Large language models (LLMs) face low hardware efficiency during decoding, especially for long-context reasoning tasks. This paper introduces Step-3, a 321B-parameter VLM with hardware-aware model-system co-design optimized for minimizing decoding costs. Step-3 innovates in two key dimensions: (1) A novel Multi-Matrix Factorization Attention (MFA) mechanism that significantly reduces both KV cache size and computation while maintaining high attention expressiveness, and (2) Attention-FFN Disaggregation (AFD), a distributed inference system that decouples attention and Feed-Forward Network (FFN) layers into specialized subsystems.
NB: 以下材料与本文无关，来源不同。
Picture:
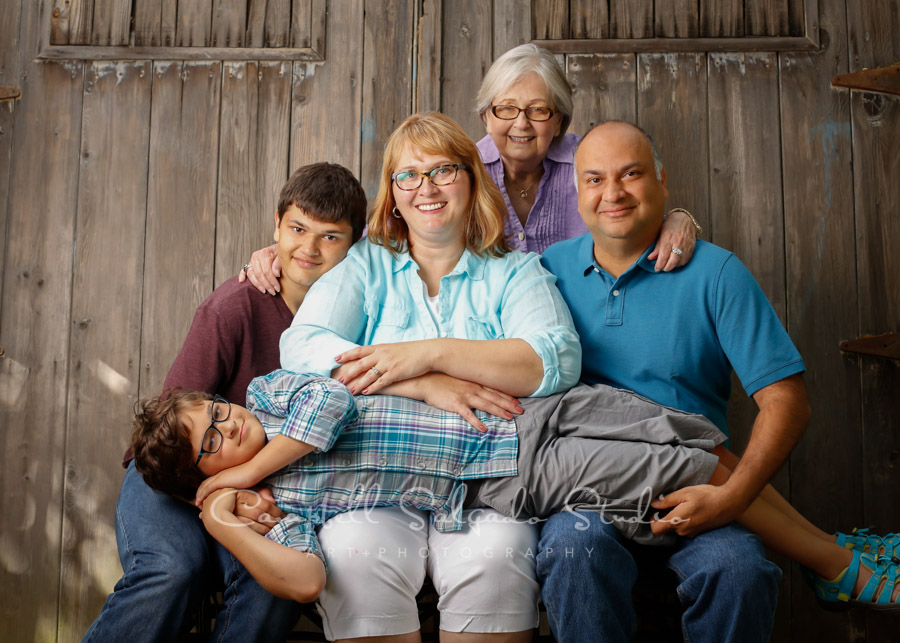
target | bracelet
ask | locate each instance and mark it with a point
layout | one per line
(690, 216)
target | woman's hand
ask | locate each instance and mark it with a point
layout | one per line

This co-design achieves unprecedented cost efficiency: Step-3 significantly reduces theoretical decoding costs compared with models like DeepSeek-V3 and Qwen3 MoE 235B, with the gains widening at longer context. Step-3 achieves low cost while activating 38B parameters per token (more than DeepSeek-V3 and Qwen3 MoE 235B), demonstrating that hardware-aligned attention arithmetic intensity, MoE sparsity, and AFD are critical to cost-effectiveness. We perform a head-to-head comparison with DeepSeek-V3 in its favorable scenarios. Our implementation on Hopper GPUs achieves a decoding throughput of up to 4,039 tokens per second per GPU under 50ms TPOT SLA (4K context, FP8, no MTP). It is higher than DeepSeek-V3's 2,324 in the same setup and sets a new Pareto frontier for LLM decoding.